We retained six codes in the final Protocol with Krippendorf’s alpha estimates from 0.51 to 0.78. Four codes (SEP level, SEP technology, student-centered level, student-centered technology) had acceptable values above 0.68, while contextualization level and contextualization technology were below 0.65. Given that the values were lower than desired and that the post-observation checks between observers resulted in recommendations for clarifications to the Reference Guide, we revised the Guide to address the recommendations, including refining descriptions for each code.

Discussion and Conclusion

The TOP-Science Protocol successfully addresses the gap around observing and documenting the quality of technology integration in high school classrooms (Bielefeldt 2012; Stylinski et al. 2018). In particular, it offers a tool that captures how teachers utilize technology to support teaching and learning of scientific pursuits and practices. The Protocol’s focus on integration of technology in three key dimensions expands other observation protocols by moving beyond simply registering technology use, and by targeting key categories that are specifically relevant for science classrooms. Its use of a limited number of descriptors, a straightforward three-level coding system, and the integration of descriptive text justifying each code choice provides a manageable frame for each 10-min observation interval. Together, these strategies direct the observer’s attention on teacher intentions, actions, and reflections without overwhelming them with trying to interpret student actions and perspectives. The final step of summarizing interval data by category offers an overall quality measure of technology use, while still providing the option to substitute any other synthesis calculation.

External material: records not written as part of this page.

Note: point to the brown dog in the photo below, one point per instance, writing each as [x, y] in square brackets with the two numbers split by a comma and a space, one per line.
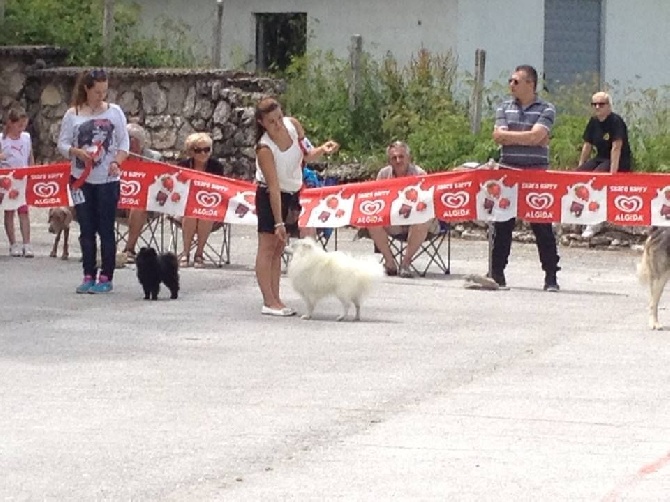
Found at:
[654, 269]
[60, 219]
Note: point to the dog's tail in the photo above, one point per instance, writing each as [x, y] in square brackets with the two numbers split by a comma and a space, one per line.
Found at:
[369, 269]
[644, 271]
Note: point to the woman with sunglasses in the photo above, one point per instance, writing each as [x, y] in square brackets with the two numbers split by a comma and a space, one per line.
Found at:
[280, 152]
[93, 135]
[198, 147]
[607, 133]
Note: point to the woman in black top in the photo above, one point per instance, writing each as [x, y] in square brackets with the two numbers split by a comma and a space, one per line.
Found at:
[607, 132]
[198, 147]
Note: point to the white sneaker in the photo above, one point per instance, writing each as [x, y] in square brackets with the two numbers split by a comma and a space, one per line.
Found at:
[590, 231]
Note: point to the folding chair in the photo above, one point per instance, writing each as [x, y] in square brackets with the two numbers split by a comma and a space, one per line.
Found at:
[216, 253]
[430, 248]
[153, 225]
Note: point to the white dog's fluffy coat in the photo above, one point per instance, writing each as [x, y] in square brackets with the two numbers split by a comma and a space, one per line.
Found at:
[315, 274]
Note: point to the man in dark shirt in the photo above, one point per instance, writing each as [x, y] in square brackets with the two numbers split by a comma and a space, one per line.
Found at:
[607, 132]
[522, 130]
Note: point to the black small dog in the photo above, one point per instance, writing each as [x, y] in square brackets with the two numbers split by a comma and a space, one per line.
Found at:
[152, 269]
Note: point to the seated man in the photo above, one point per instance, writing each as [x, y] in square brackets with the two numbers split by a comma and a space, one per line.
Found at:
[137, 217]
[400, 165]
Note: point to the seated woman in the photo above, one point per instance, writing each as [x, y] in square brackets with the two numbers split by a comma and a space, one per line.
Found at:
[198, 148]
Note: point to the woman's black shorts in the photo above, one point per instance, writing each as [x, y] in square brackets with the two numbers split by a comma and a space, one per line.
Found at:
[266, 220]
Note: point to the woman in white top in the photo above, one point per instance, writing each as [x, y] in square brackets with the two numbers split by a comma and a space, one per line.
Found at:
[16, 151]
[280, 152]
[94, 136]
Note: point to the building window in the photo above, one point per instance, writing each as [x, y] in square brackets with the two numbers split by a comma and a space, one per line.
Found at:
[279, 37]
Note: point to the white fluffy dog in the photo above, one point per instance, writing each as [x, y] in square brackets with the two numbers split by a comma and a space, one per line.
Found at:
[315, 274]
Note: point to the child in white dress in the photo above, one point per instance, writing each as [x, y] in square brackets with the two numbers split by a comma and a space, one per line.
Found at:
[16, 152]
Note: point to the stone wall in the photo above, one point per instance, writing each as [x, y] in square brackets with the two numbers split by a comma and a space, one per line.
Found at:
[170, 104]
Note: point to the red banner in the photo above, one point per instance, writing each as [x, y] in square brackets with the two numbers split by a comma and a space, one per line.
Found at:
[482, 194]
[40, 186]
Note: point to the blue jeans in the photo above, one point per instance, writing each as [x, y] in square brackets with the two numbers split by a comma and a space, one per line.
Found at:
[96, 215]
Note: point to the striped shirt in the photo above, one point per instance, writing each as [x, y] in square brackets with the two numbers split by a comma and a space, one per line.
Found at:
[513, 117]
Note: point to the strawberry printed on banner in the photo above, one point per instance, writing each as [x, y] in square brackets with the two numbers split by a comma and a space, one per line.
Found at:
[12, 189]
[327, 207]
[657, 198]
[208, 196]
[136, 176]
[455, 196]
[497, 196]
[373, 208]
[584, 199]
[40, 186]
[242, 204]
[168, 188]
[413, 204]
[540, 196]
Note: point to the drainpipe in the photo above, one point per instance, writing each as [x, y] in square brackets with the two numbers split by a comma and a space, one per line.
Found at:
[218, 32]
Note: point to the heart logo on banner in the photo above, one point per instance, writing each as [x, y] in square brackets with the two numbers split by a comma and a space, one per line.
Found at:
[455, 200]
[46, 189]
[628, 204]
[130, 188]
[371, 207]
[208, 199]
[539, 200]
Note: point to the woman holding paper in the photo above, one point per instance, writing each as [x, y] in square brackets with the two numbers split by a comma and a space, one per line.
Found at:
[198, 147]
[93, 135]
[280, 152]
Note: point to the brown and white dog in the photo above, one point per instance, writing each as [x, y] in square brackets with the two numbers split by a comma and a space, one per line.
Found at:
[60, 219]
[654, 269]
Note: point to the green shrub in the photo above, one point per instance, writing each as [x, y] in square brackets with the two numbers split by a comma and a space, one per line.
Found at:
[417, 103]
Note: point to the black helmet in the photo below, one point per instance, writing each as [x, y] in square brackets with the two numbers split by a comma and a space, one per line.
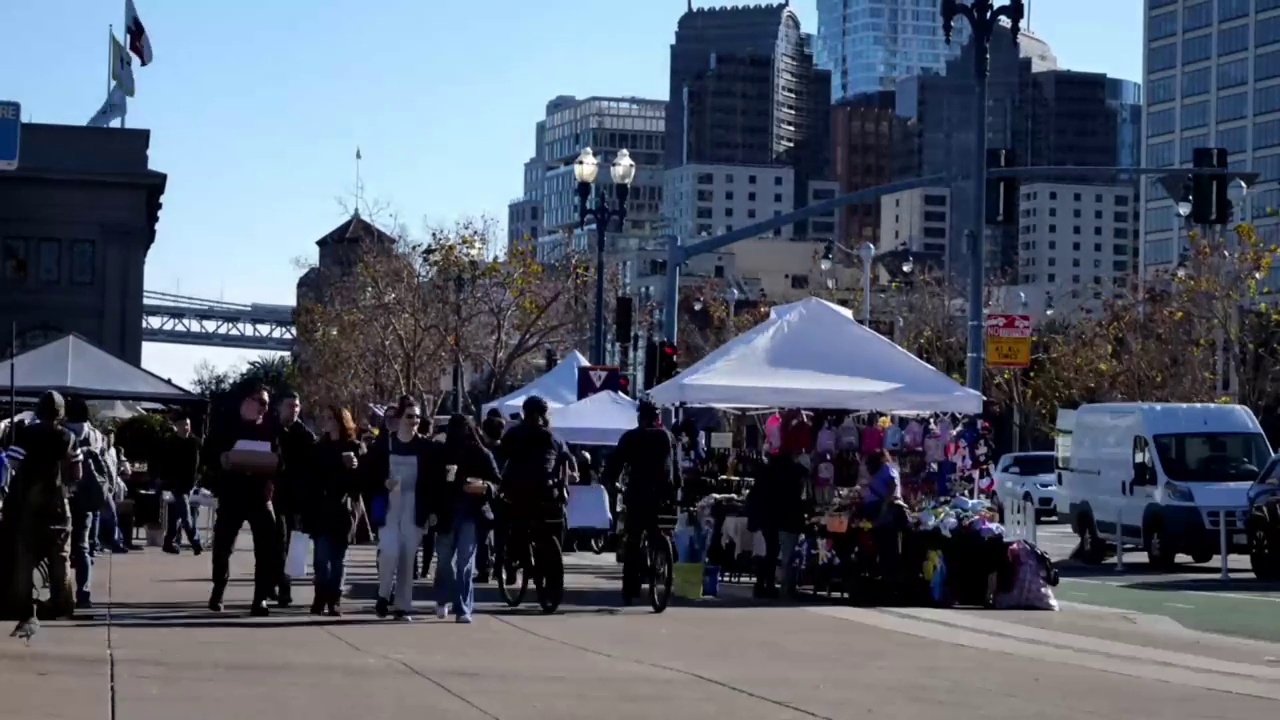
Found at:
[535, 406]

The Protocol has some limitations that should be considered in any application and could be addressed in future revisions. First, its structure suggests that full integration of technology in all three categories points to the highest quality. However, such extensive integration across an entire class period is likely not realistic or even desirable, as technology is not appropriate for all learning outcomes and activities. Our Protocol does not account for this variation in appropriate use of technology. That is, it is effective at identifying high-quality technology use, as well as incidental applications of technology, but does not elucidate when technology might or might not be the most appropriate tool to support learning. Thus, further work is needed to explore how to determine technology use relative to technology benefits and affordances. Second, the inter-rater reliability scores in some areas were lower than desired; revisions were made to both the coding structure and the Reference Guide to address the issues we identified, and additional inter-rater reliability using the updated Protocol and Reference Guide is needed to examine additional evidence of the Protocol’s reliability. Finally, the Protocol does not explicitly examine the impact of observed teacher practices on student outcomes. Our Protocol allows a view into teachers’ intention and actions; however, the final arbiter of high-quality instruction must always be student outcomes. A separate evaluative tool is needed to identify or measure these outcomes—ideally in ways that reflect the instructional dimensions relevant for science classrooms (i.e., science practices, student-centered teaching, and contextualization).

Despite these limitations, our Protocol successfully frames the quality of technology integration from the perspective of the teacher and in the context of today’s science classrooms and is being used in research (Marcum-Dietrich et al. 2019). As described above, the Protocol was developed with care to determine both face validity and construct validity, and adequate reliability has been demonstrated. Additional studies of inter-rater reliability using the final version of the Protocol will serve to further assess its strength as a measure of the quality of technology integration. The inclusion of a post-observation code summary adds an important component not included in many other protocols, by helping researchers to synthesize the observations of what is observed in the classrooms using the Protocol’s theoretical framework.